Charlie Lindsey (NSO), Doug Braun (Solar Physics Research Corporation), Stuart Jefferies (NSO), Martin Woodard (Bartol Research Institute), Yuhong Fan (NSO), Yeming Gu (NSO), and Seth Redfield (Summer Research Assistant, 1995) are using soundwaves to explore the subsurface structure of solar magnetic fields. They believe that they are seeing outflow patterns below the surface of active regions. This program grew out of the discovery by Braun et al. (1988) that sunspots absorb acoustic waves. The Lindsey-Braun team subsequently developed a technique called Doppler acoustic seismology and have applied it to the Bartol-NASA-NSO South-Pole observations of 1991.

Soundwaves traveling under the solar surface have periods of several minutes and surface wavelengths of several thousand kilometers. Because these waves penetrate to various depths beneath the solar surface, and they are advected by flows that they pass through, their surface speeds carry useful information about subsurface velocity patterns. Helioseismic observations made continuously over a period of up to 50 hours yield images of a vector field called the horizontal Doppler acoustic signature, which is known to be sensitive to horizontal flows. The figure shows horizontal Doppler acoustic signature derived from surface waves observed over a 50-hour period on 5-6 January 1991 from the South Pole. Frames a and b show K-line images of the Sun before and during the acoustic observations respectively. The large active region (NOAA 6442) just below and left of the center of Frame b is newly emerged. Frames c and e show the Doppler acoustic signatures for northward flows for relatively long waves (c), which penetrate up to 20,000 km beneath the photosphere and for shorter waves (e), which penetrate only to about 10,000 km depths. Under this interpretation, the lighter shades indicate positive northward flows, where north is in the direction of the top of the frame. The darker shades indicate southward flow.
Frames d and e show upflow velocities estimated by taking the divergence of the horizontal Doppler signatures. These two are strongest at great depths for the two mature active regions but stronger at intermediate depths for the newly emerging one. The outflow speeds that Lindsey and Braun propose give rise to the Doppler signatures are roughly zero at the photosphere (except in narrow annuli around sunspots, called moats), and increase roughly linearly with depth to speeds of order 200 m/s at 10,000km below the photosphere. The flows appear around three major active regions that are visible at the solar surface during 1-6 January 1991, and extend several tens of thousands of kilometers laterally, into the quiet Sun. The newly emerged active region shows a considerably shallower flow than those of the mature active regions.
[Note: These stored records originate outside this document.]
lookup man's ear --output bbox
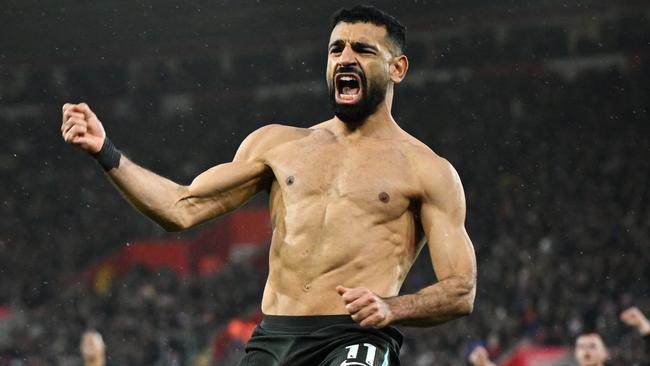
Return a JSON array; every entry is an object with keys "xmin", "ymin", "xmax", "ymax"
[{"xmin": 390, "ymin": 55, "xmax": 409, "ymax": 84}]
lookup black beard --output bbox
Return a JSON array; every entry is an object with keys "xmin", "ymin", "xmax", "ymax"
[{"xmin": 328, "ymin": 74, "xmax": 388, "ymax": 126}]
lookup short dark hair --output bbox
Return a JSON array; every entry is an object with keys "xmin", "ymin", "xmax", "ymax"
[{"xmin": 330, "ymin": 5, "xmax": 406, "ymax": 53}]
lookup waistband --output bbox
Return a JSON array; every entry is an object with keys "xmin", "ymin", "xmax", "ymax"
[{"xmin": 260, "ymin": 315, "xmax": 356, "ymax": 332}]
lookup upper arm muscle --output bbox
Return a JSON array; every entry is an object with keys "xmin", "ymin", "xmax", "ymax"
[{"xmin": 420, "ymin": 158, "xmax": 476, "ymax": 282}]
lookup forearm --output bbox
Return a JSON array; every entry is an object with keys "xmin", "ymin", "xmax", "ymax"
[
  {"xmin": 386, "ymin": 276, "xmax": 475, "ymax": 327},
  {"xmin": 107, "ymin": 156, "xmax": 189, "ymax": 230}
]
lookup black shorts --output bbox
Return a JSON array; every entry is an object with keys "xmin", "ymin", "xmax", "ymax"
[{"xmin": 239, "ymin": 315, "xmax": 402, "ymax": 366}]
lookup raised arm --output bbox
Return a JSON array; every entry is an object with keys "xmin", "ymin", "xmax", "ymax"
[
  {"xmin": 387, "ymin": 157, "xmax": 476, "ymax": 326},
  {"xmin": 61, "ymin": 103, "xmax": 270, "ymax": 231}
]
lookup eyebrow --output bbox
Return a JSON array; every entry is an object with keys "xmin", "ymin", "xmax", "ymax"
[{"xmin": 327, "ymin": 39, "xmax": 379, "ymax": 52}]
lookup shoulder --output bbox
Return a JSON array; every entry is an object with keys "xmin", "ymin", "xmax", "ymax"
[
  {"xmin": 400, "ymin": 138, "xmax": 464, "ymax": 201},
  {"xmin": 235, "ymin": 124, "xmax": 311, "ymax": 160}
]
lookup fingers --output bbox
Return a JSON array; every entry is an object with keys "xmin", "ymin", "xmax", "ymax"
[
  {"xmin": 62, "ymin": 103, "xmax": 95, "ymax": 122},
  {"xmin": 72, "ymin": 103, "xmax": 95, "ymax": 119},
  {"xmin": 63, "ymin": 125, "xmax": 87, "ymax": 144},
  {"xmin": 61, "ymin": 110, "xmax": 87, "ymax": 132},
  {"xmin": 621, "ymin": 306, "xmax": 641, "ymax": 324},
  {"xmin": 336, "ymin": 286, "xmax": 386, "ymax": 327}
]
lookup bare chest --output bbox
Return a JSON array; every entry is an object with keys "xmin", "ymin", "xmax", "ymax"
[{"xmin": 268, "ymin": 137, "xmax": 416, "ymax": 216}]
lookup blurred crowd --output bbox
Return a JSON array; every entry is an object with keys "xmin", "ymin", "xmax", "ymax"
[{"xmin": 0, "ymin": 5, "xmax": 650, "ymax": 366}]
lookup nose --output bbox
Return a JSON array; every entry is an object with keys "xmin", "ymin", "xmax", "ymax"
[{"xmin": 339, "ymin": 44, "xmax": 357, "ymax": 66}]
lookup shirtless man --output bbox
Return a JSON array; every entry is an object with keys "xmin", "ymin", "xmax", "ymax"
[{"xmin": 61, "ymin": 6, "xmax": 476, "ymax": 366}]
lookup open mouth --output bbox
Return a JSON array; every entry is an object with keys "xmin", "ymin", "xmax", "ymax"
[{"xmin": 334, "ymin": 73, "xmax": 362, "ymax": 104}]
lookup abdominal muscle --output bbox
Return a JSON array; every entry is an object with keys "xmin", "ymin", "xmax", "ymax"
[{"xmin": 262, "ymin": 197, "xmax": 417, "ymax": 315}]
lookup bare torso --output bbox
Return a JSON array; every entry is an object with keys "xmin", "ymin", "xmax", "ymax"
[{"xmin": 262, "ymin": 123, "xmax": 423, "ymax": 315}]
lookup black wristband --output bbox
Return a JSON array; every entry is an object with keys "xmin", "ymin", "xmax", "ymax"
[{"xmin": 92, "ymin": 136, "xmax": 122, "ymax": 172}]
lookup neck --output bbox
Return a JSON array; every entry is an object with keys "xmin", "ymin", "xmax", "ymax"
[{"xmin": 334, "ymin": 85, "xmax": 399, "ymax": 139}]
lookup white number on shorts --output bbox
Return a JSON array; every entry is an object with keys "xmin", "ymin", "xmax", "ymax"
[{"xmin": 341, "ymin": 343, "xmax": 377, "ymax": 366}]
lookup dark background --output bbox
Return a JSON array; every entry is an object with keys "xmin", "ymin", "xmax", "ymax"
[{"xmin": 0, "ymin": 0, "xmax": 650, "ymax": 365}]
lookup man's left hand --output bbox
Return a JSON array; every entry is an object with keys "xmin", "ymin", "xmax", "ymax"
[{"xmin": 336, "ymin": 286, "xmax": 393, "ymax": 328}]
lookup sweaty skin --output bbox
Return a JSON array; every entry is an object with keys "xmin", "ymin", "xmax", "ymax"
[{"xmin": 61, "ymin": 23, "xmax": 476, "ymax": 327}]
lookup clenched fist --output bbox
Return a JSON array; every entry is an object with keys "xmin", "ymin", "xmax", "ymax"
[
  {"xmin": 621, "ymin": 306, "xmax": 650, "ymax": 336},
  {"xmin": 61, "ymin": 103, "xmax": 106, "ymax": 154},
  {"xmin": 336, "ymin": 286, "xmax": 393, "ymax": 328}
]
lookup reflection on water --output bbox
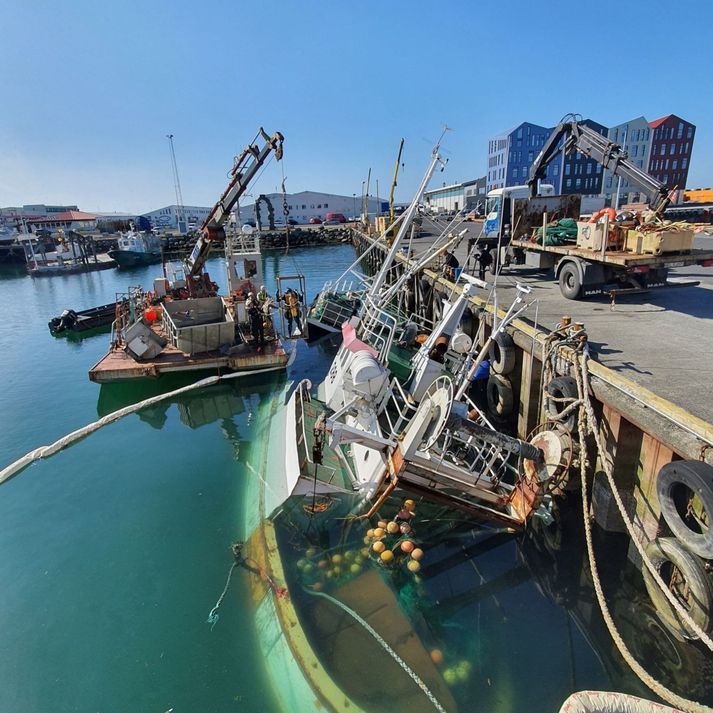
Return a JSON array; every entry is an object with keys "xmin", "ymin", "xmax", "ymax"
[{"xmin": 276, "ymin": 490, "xmax": 713, "ymax": 712}]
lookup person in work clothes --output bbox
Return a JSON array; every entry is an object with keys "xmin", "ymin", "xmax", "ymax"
[{"xmin": 248, "ymin": 301, "xmax": 265, "ymax": 347}]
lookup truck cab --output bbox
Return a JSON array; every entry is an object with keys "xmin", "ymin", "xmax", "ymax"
[{"xmin": 483, "ymin": 183, "xmax": 555, "ymax": 238}]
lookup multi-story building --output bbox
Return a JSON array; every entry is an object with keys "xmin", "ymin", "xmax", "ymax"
[
  {"xmin": 486, "ymin": 121, "xmax": 562, "ymax": 191},
  {"xmin": 648, "ymin": 114, "xmax": 696, "ymax": 195},
  {"xmin": 602, "ymin": 116, "xmax": 651, "ymax": 208},
  {"xmin": 486, "ymin": 121, "xmax": 560, "ymax": 191},
  {"xmin": 550, "ymin": 119, "xmax": 607, "ymax": 197}
]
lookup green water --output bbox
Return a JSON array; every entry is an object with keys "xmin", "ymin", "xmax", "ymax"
[{"xmin": 0, "ymin": 246, "xmax": 713, "ymax": 713}]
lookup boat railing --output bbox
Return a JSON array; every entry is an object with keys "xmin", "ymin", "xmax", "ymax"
[
  {"xmin": 359, "ymin": 295, "xmax": 398, "ymax": 364},
  {"xmin": 379, "ymin": 378, "xmax": 416, "ymax": 439}
]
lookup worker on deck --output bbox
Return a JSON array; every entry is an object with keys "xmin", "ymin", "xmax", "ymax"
[
  {"xmin": 443, "ymin": 250, "xmax": 460, "ymax": 280},
  {"xmin": 284, "ymin": 287, "xmax": 302, "ymax": 336},
  {"xmin": 246, "ymin": 300, "xmax": 265, "ymax": 349}
]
The Doppler acoustic signatures seen by Lindsey et al. appear to be somewhat in conflict with recent results in time-distance helioseismology, also based on the Bartol-NASA-NSO observations (Duvall et al. 1996). That work considered time-delay asymmetries that suggest rapid downflows and inflows, with speeds up to 2 km/s. This discrepancy suggests that effects besides flows may contribute both to the time-distance measurements and the Doppler acoustic signatures. The Doppler acoustic signatures measured by Lindsey et al. are calibrated by introducing artificial flows into selected regions of the South-Pole observations. This exercise assures that extended inflows of the order of 100 m/s would provide a strong Doppler acoustic signature. While this makes it difficult to interpret the time-distance measurements in terms of rapid, extended downflows, it does not necessarily assure that the much more moderate signatures that Lindsey et al. see are themselves due to flows. Lindsey, Braun, and Woodard are independently examining a range of schemes other than acoustic Doppler shifts due to submerged flows that could possible give rise to the signatures they see.
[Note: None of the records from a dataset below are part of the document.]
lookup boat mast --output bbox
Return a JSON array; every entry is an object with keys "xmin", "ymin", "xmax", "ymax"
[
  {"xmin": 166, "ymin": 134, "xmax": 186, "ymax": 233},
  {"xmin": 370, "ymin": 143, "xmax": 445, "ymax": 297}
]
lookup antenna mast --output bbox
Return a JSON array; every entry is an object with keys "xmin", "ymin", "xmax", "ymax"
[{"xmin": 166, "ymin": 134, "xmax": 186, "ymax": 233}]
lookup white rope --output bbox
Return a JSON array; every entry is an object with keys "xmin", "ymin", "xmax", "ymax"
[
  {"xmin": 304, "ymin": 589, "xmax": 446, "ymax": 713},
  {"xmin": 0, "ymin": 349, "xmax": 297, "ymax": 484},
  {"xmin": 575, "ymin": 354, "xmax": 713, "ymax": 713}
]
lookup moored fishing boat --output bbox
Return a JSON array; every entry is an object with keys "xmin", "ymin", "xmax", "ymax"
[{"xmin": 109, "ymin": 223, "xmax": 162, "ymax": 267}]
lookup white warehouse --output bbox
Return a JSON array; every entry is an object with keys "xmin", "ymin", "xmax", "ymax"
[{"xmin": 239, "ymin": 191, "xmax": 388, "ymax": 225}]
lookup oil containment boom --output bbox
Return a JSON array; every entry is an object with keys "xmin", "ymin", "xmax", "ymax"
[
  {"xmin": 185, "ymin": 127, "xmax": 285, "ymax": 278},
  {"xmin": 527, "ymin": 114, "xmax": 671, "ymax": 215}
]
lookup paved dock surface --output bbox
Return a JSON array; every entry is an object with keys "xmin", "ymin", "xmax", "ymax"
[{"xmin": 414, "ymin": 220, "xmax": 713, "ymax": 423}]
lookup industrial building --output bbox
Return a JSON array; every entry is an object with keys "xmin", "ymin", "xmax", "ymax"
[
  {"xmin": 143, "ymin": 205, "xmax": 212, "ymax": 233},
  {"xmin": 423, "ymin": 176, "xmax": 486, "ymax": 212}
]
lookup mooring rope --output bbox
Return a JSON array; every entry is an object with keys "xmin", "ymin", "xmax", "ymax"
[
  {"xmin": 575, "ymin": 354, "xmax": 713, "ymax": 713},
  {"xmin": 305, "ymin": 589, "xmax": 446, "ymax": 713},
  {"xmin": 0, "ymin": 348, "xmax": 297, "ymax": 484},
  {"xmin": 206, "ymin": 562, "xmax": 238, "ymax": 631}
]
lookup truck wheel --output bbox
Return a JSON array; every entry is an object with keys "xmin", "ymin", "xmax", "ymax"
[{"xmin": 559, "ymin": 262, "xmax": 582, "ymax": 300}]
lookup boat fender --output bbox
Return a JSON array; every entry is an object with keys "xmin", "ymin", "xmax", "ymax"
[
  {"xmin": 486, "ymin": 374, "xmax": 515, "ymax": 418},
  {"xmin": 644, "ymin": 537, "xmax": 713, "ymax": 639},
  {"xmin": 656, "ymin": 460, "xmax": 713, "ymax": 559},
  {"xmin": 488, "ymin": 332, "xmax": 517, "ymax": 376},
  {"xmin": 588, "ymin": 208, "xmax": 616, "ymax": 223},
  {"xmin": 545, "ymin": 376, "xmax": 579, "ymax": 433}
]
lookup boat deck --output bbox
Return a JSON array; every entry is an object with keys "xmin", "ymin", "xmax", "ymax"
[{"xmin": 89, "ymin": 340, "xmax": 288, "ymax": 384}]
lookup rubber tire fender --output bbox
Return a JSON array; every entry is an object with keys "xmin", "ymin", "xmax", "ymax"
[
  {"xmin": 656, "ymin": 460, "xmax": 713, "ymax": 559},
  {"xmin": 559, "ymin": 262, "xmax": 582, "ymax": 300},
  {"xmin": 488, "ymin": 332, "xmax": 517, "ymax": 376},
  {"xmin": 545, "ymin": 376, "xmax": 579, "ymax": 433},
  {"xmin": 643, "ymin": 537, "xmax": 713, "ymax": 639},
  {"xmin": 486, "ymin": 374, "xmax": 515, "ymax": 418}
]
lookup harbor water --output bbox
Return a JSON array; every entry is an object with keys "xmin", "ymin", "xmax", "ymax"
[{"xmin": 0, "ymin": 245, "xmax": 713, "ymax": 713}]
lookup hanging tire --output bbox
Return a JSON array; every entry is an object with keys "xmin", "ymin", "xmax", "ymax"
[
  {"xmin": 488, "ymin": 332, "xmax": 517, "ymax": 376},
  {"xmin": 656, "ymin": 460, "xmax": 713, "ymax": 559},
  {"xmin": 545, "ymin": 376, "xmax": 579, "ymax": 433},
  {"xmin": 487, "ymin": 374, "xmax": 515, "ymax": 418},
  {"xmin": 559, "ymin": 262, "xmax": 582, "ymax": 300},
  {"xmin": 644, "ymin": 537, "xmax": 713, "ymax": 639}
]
If the Doppler acoustic signatures are indeed caused by flows, or deeply submerged structure of any kind, Lindsey et al. think that it will be possible to use acoustic waves to examine solar interior magnetic structure just as our eyes use light to examine perturbations in a vacuum (or air) that scatter electromagnetic waves. This is made possible by a computational scheme ("helioseismic holography") introduced in earlier publications by Lindsey and Braun (1990) and Braun, Lindsey, Fan and Jefferies (1992). A number of modeling schemes have been tried (Kosovichev 1996) or proposed (D'Silva 1996) that do not rely on holography. Lindsey and his colleagues suspect that computational holography will be the key to diagnostics and modeling of flow structure on a small scale that lies deep under the solar photosphere.